Creating this future means finding a balance between new ideas and being careful with how we use them. OneNeuro’s work shows how AI and brain mapping can help with mental health. It’s all about using AI to help humans, not replace them, by doing tasks that need speed and scale.
Your part in this partnership is to learn about both AI and human abilities. Whether you’re making AI tools or using them, focus on improving human judgment. The biggest breakthroughs will come from teams that value both human creativity and AI’s precision.
FAQ
How does human brain architecture differ from artificial neural networks?
The human brain has 86 billion neurons and 100 trillion connections. These connections are made through electrochemical processes. Artificial networks, on the other hand, use algorithms and have fixed layers. Johns Hopkins researchers used neural probes to show these differences. They recorded over 1,000 biological neurons at once. This contrasts with AI’s static architecture. Unlike AI’s backpropagation, biological systems like those studied by OneNeuro show molecular-level plasticity. This allows for continuous rewiring.
Can AI match human visual processing capabilities?
Weill Cornell’s fMRI research shows the brain processes visual information in a complex way. It uses distributed cortical networks and contextual understanding. AI’s convolutional networks are great at pattern detection but lack semantic integration. AI achieves 99% accuracy on image classification benchmarks. But it struggles with novel perspectives that humans handle instinctively. This gap is highlighted in Johns Hopkins’ multisensory perception studies.
Why do humans make more errors than AI systems?
AI systems like diagnostic algorithms have 2% error rates, while humans have 23% in controlled tasks. But Johns Hopkins’ addiction research shows human decisions include emotional context. This prevents catastrophic failures. Qureshi’s GPT hallucination studies show AI’s brittleness when facing new scenarios. Human cognition’s adaptive error-correction is honed through evolution.
How does biological learning differ from machine learning?
Human neuroplasticity combines dopamine-driven Hebbian learning with structural changes. Hopkins’ Purkinje cell imaging shows this. AI relies on backpropagation through labeled datasets like MNIST. OneNeuro’s synaptic research reveals biological systems make continuous micro-adjustments. This allows for real-world adaptation without forgetting. AI’s batch training is different.
Are AI systems more energy efficient than human brains?

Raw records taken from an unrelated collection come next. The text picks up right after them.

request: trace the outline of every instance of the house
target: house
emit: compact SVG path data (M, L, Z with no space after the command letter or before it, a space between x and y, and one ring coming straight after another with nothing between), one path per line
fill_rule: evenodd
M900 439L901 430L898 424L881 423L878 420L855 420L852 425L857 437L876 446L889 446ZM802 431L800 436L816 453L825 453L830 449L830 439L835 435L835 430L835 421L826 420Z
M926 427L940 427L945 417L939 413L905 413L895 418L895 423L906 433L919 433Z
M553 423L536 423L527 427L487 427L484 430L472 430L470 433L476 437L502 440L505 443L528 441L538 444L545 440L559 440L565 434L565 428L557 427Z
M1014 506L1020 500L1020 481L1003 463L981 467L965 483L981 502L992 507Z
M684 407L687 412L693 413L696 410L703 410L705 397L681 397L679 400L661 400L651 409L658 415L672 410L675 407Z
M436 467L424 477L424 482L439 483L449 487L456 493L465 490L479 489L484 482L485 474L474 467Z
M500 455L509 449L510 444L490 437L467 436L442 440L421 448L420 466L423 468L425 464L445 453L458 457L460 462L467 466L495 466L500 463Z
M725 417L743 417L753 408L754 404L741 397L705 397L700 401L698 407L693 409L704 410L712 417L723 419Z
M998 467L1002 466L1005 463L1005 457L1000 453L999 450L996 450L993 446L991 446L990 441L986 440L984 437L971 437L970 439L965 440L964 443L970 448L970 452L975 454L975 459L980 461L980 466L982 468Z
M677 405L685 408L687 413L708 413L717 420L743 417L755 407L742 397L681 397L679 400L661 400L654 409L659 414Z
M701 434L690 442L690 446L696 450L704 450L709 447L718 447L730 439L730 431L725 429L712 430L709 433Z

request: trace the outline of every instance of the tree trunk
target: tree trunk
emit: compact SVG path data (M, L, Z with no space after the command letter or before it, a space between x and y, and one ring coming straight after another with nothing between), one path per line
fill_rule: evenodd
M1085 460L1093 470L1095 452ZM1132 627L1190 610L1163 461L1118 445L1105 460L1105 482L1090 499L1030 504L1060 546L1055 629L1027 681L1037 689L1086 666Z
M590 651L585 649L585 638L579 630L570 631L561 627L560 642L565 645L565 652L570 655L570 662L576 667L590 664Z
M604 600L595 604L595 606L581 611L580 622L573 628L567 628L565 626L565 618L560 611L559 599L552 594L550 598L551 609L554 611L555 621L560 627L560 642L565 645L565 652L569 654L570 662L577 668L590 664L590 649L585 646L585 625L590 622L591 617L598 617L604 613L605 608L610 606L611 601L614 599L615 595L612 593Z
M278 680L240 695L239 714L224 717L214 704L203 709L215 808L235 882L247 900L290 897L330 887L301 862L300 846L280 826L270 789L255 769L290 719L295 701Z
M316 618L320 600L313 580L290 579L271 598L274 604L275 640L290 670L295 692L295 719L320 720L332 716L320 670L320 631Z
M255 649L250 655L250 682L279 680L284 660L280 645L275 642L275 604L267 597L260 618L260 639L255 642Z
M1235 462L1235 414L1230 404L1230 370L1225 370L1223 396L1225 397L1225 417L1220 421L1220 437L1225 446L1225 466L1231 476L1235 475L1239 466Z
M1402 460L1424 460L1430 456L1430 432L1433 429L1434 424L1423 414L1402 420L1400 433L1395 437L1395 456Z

The brain operates on 20 watts, like a dim bulb. Training GPT-3 consumed 1,287 MWh. But Johns Hopkins researchers note biological systems optimize glucose metabolism through evolution. Qureshi’s robotics work shows current AI struggles with real-world energy efficiency. Despite superior computational throughput, AI is not as efficient as the brain.
Can AI truly replicate human creativity?
Generative AI like DALL-E recombines training data. But Hopkins’ movement studies show human creativity comes from embodied cognition and conceptual leaps. AI lacks intentionality – biological systems create meaning. True innovation remains uniquely human until artificial general intelligence emerges.
How do ethical decisions differ between humans and AI?
Johns Hopkins’ psilocybin research shows human morality integrates emotional resonance and social context. AI ethics rely on programmed frameworks like Qureshi’s fairness algorithms. Current systems struggle with empathy encoding. Empathy is a biological strength developed through millennia of social evolution. It resists mathematical formalization.
Will brain-computer interfaces surpass pure AI development?
Hopkins’ Parkinson’s research shows current BCI tech achieves 94% movement prediction accuracy. Qureshi’s neural lace prototypes suggest hybrid systems may combine biological intuition with AI processing. But the brain’s electrochemical complexity, like the hippocampus studied by OneNeuro, presents integration challenges. These challenges may favor augmented intelligence over full replacement.